Greetings everyone. Okay so my title says it all. Although... I am not done the day yet, but i am close to there, so I figure I can write this. You might be thinking.. The day Alyson did not talk?? WHA, but let me tell you it is true. And it started like this.
One lovely Monday afternoon (Jan. 9th to be exact) Alyson was sitting in Quinn's office. Now he said to her "Alyson, I dont think you can make 24 hours without talking. And if you do, then I will come to your church and not make fun of it." well Alyson did not like that..(I like refering to myself in third person) and said "I bet your wrong, but I dont want you to come to my church because you have to. I want you to come to my church when you want to. But if I win this silly thing, you will have to take me and your wife Vanessa out to dinner and a movie, of OUR choice!" So Quinn agreed and a date was set. That date was on Tuesday. Now that day did not work because Alyson had to go to work, so a new one was set. TODAY.
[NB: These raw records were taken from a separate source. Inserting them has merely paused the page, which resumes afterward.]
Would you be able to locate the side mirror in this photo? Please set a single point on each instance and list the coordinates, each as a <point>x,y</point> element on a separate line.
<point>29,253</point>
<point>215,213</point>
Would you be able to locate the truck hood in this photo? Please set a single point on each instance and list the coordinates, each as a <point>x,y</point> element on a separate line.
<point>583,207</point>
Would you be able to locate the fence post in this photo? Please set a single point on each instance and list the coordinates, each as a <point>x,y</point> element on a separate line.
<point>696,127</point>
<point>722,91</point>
Well I have to say, although people tried to get me to talk, by just talking and talking and talking (MUFFIN!) I did not crack. Quinn even tried to tickle me but alas, I did not give in! I went home at 12:30 though. I know I could have stayed longer but I wanted to get out before i made a mistake. At home I had no problem, although at supper we had tacos, and I had my own little bowls of stuff so i did not have to ask for anything. And if I needed anything, I would put my hand up and then motion what I needed.
I have been able to write notes all day, and I feel that if I would not have been able to do that, i would not have made it. But alas I could write notes and that saved me alot of head ache.
I have to tell you though, it has been interesting. i have been able to hear what other people have been saying, and just listening. I think that was cool. And I have been able to relate to how people who can not talk feel. Sometimes they get frusterated, and now I know why. And I also know what it sounds like when the person talking to you is having a one way conversation.
The hardest thing has been that I could not tell my family I love them. We have had to deal with some emotional stuff over the past two days, and it makes me realize how important family is. And it was so hard not being able to say good bye have a good day, I love you. Or I love you. Or even an it will be okay. That has been the hardest. Wanting to talk but not being able to at those situations.
But they know how I feel, and I know how they feel.
Have a great one! And maybe one day, see if you can last 24 hours without talking.